É sobejamente reconhecido que os portugueses gostam muito de dizer mal de tudo e de todos, mas não de assumir as suas próprias responsabilidades.
Também os jornalistas e os comentadores, que se mostraram indignados por o Sócrates não ter ontem admitido a sua responsabilidade na actual situação do País, não têm por hábito fazê-lo, pelo menos publicamente. Pelo contrário, são até muito senhores do seu nariz e dizem uma coisa e o seu contrário, em diferentes ocasiões, com a maior das tranquilidades, porque o que interessa não é a coerência, mas sim o comentário "no momento".
Dos políticos, em geral, nem vale a pena falar. Prometem muito antes das eleições e fazem depois o que querem ou o que acham que devem. E porque mentem eles? Porque "se dissessem a verdade, não eram eleitos". Ou seja, não interessa se um político é um grandessíssimo aldrabão, porque isso faz parte do "show". O povo gosta de espectáculo, gosta de ouvir coisas agradáveis, gosta, em resumo, de ser enganado.

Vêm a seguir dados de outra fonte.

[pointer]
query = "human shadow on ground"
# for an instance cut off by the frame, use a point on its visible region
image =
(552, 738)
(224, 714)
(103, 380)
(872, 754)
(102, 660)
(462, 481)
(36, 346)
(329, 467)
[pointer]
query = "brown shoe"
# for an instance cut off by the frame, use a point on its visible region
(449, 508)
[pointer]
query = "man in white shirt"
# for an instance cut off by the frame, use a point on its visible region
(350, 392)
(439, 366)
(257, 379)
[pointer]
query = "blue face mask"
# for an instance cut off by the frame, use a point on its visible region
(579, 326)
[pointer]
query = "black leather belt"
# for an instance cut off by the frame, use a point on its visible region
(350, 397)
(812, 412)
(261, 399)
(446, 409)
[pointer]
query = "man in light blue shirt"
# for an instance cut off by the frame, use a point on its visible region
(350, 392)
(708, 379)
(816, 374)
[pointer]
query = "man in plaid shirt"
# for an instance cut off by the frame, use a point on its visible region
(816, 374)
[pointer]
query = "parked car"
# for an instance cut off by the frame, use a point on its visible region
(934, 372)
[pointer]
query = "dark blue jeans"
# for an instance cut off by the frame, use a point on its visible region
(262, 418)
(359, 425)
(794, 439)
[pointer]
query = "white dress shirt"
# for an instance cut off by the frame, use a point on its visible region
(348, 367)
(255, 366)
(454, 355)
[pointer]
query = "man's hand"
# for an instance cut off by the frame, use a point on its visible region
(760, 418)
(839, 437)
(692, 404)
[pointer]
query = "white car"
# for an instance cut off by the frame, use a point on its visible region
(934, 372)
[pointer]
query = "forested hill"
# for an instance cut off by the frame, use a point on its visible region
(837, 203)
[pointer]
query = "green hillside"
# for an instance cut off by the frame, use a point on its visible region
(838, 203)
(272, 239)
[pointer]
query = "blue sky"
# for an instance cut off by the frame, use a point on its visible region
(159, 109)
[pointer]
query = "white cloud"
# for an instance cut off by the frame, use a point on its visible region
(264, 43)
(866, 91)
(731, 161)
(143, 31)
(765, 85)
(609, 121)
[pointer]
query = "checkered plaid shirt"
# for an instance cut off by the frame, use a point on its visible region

Ontem o Sócrates, como português que é, lá atirou as culpas do resgate para cima de toda a gente, nomeadamente do Cavaco, do PSD, dos bancos, dos jornalistas... e apenas assumiu como erro próprio ter aceitado formar um governo minoritário em 2009. O resto foram erros de pormenor, porque "ninguém é perfeito e só não comete erros quem nada faz".
Mas o Cavaco é igual, ou pior, porque é político profissional – apesar de não o admitir, pensando que somos todos parvos... – há muito mais tempo e, que me lembre, nunca assumiu ter cometido um único erro na sua vida. É aliás célebre a sua frase: "nunca tenho dúvidas e raramente me engano", entre outras pérolas que ficaram para a (pequena) história da nossa democracia.
Voltando aos portugueses, reafirmo que nós também somos assim. E não deveríamos ser, na medida em que a primeira coisa a fazer para emendar um determinado procedimento incorrecto, seja ele qual for, é admiti-lo. A maioria de nós votou no Sócrates e no Cavaco, porque só assim é que eles poderiam ter sido eleitos por mais do que uma vez, como foram. Adorámos a "obra feita" por eles, enquanto havia dinheiro. Como adorámos a dos autarcas e dos presidentes das ilhas, por menos utilidade que essa obra tivesse e por mais dívidas que acarretasse.
Mas agora, que estamos finalmente confrontados com o erro colossal que foi este modelo de "desenvolvimento" baseado no betão e no alcatrão – assim como na destruição das nossas pescas, indústria e agricultura, por mais insípidas que estas fossem –, atiramos a responsabilidade para cima dos políticos que o executaram e tentamos enganar-nos a nós próprios, como se nada tivéssemos que ver com o assunto.
É muito fácil insultar o Sócrates (principalmente se ele estiver em Paris) e o Cavaco, que, enclausurado em Belém, a gozar as delícias de uma pré-reforma dourada, raramente reage.
Mais difícil, mas mais correcto, seria se todos nós, enquanto povo, assumíssemos as nossas responsabilidades colectivas, por termos sucessivamente caucionado estes políticos e estas políticas, e as nossas responsabilidades individuais, por termos querido acreditar que a Europa tinha feito de nós uns novos-ricos – apesar de não produzirmos riqueza para termos esse estatuto –, e por nos termos endividado tanto.
Enquanto assim continuarmos, estaremos mais longe de ultrapassar a crise e mais sujeitos a ter uma recaída quando esta finalmente passar.